VIII. LE COMPTE D'AFFECTATION SPECIALE SUR L'APPRENTISSAGE : UN PILOTAGE NATIONAL TOUJOURS ABSENT

1. La maquette budgétaire du compte manque de visibilité

En vertu de l'article 21 de la loi organique n° 2001-692 du 1 er août 2001 relative aux lois de finances, un compte d'affectation spéciale (CAS) retrace, dans les conditions prévues par une loi de finances, des opérations budgétaires financées au moyen de recettes particulières qui sont, par nature, en relation directe avec les dépenses concernées.
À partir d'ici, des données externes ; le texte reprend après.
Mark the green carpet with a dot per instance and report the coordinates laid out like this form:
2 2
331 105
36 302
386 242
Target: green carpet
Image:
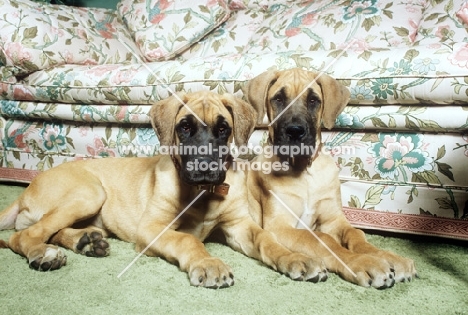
153 286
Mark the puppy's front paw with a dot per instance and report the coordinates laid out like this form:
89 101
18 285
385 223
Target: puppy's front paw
403 268
369 271
93 245
211 273
303 268
46 258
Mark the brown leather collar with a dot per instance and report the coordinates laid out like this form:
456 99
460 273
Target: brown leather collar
220 189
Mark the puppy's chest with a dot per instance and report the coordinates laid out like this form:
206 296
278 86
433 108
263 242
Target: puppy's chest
308 217
199 220
308 213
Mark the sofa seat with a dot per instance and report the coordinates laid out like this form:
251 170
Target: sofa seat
401 143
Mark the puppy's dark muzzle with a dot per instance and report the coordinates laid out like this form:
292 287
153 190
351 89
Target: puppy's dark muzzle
295 132
204 170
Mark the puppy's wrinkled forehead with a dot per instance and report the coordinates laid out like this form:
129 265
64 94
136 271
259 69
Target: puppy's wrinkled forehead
206 107
293 83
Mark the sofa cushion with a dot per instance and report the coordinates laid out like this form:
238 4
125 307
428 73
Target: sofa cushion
327 25
39 36
163 29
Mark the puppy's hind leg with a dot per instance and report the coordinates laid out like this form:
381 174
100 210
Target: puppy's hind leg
89 241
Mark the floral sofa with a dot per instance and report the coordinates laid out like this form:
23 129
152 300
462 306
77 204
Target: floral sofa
77 83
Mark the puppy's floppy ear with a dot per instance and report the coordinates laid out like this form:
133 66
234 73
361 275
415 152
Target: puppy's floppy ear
335 98
243 115
256 91
163 115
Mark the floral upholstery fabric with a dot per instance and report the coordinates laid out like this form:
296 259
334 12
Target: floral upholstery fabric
401 144
36 37
163 29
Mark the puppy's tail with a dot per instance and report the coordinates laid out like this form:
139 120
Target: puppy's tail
8 216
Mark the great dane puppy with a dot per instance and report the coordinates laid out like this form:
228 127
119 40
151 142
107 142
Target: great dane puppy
141 200
305 197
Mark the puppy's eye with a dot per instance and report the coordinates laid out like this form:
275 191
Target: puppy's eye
278 99
186 127
222 130
313 101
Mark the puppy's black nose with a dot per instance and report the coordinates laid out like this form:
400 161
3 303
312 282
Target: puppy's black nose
205 164
295 132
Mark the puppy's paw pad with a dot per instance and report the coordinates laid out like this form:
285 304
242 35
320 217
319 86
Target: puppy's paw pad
93 245
211 273
53 258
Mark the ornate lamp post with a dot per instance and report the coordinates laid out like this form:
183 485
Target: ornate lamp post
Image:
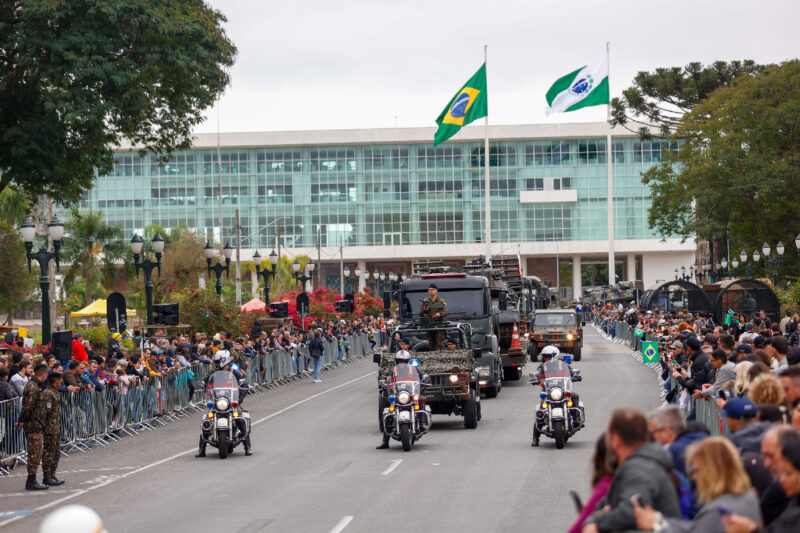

L'objet du compte d'affectation relatif au financement national du développement et de la modernisation de l'apprentissage (CAS « apprentissage ») est de flécher une partie des recettes issues de la taxe d'apprentissage (à savoir la fraction régionale de la taxe d'apprentissage égale à 51 % du produit de la taxe 9 ( * ) ), à laquelle s'ajoutent les sanctions prévues en matière d'apprentissage et les fonds de concours, vers les régions (ainsi que la collectivité territoriale de Corse et le département de Mayotte), selon une clef de répartition fixée par la loi, afin qu'elles financent cette formation en alternance.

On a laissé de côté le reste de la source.